I work with in a company with various other languages to my own (English) and so I use https://translate.google.com a reasonable amount, but as I am on the terminal a lot, I would find a lot of convenience in being able to do that there than having to open a new google tab. The URL structure is trivial, and this works if put into any browser https://translate.google.com/?sl=fr&tl=en&text=bonjour&op=translate, replace fr
by any source language and en
by any target language and bonjoun%20mon%20ami
by any word/phrase. Ideally, I would like 2x functions in bash:
tt (translate to), tt <target-lang> <English word or phrase to translate to target-lang>
tf (translate from), tf <source-lang> <word or phrase to translate to English>
I have tried for a few days without success with lynx
, elinks
etc and many searches on commandlinefu and other sites (e.g. https://www.commandlinefu.com/commands/matching/translate-english/dHJhbnNsYXRlIGVuZ2xpc2g=/sort-by-votes), but not found the trick to returning the translated text.
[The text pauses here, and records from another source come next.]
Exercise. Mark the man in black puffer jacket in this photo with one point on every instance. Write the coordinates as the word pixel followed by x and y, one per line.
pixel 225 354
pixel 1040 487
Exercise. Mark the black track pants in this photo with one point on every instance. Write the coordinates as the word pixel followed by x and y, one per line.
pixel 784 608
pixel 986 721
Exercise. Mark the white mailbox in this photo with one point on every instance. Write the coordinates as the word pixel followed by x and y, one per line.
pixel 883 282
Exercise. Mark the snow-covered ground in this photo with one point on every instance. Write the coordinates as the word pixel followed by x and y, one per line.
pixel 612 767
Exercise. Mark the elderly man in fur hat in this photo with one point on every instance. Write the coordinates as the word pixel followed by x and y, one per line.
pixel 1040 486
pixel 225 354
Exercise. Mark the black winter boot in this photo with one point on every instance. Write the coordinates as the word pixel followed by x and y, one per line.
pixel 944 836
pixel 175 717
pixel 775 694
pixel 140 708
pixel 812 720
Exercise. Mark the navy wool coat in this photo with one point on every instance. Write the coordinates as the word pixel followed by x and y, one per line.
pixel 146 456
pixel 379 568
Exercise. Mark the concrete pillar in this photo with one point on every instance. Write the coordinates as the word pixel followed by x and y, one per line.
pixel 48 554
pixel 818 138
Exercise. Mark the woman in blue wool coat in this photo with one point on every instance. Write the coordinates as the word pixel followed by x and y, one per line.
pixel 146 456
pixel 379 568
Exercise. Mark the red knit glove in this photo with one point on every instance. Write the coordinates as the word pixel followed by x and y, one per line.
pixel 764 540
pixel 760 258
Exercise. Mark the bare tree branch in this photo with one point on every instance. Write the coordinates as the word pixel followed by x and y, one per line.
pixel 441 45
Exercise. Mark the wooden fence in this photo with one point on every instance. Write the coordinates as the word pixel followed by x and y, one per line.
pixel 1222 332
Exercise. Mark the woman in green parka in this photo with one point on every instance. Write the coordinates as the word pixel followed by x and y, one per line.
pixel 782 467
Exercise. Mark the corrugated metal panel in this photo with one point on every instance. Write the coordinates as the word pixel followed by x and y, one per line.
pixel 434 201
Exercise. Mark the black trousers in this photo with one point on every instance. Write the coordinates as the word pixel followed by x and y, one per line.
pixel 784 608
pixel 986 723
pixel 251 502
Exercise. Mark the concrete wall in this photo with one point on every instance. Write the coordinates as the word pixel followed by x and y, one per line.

Are Google blocking things somehow, and is there a workaround - surely some tool (lynx
, elinks
, links2
) can resolve the text being sent back when we hit the URL, and then we can extract just the translated text using sed
, cut
, grep
etc?
If this is being blocked by cookies or some sign-on requirements, are there alternative console tools or sites to Google Translate that would allow other translation services?
Various translation services have an API, Google Translate has an API, Deepl has an API. I find some are more accurate than others, but this is a matter of personal preference.
https://www.deepl.com/docs-api
https://cloud.google.com/translate/docs/reference/rest/v2/translate
If you want to use it from shell, it is easy enough to cobble a small bash script with curl
and jq
to process the JSON responses, or better, use Python or Perl which supports all these operations natively.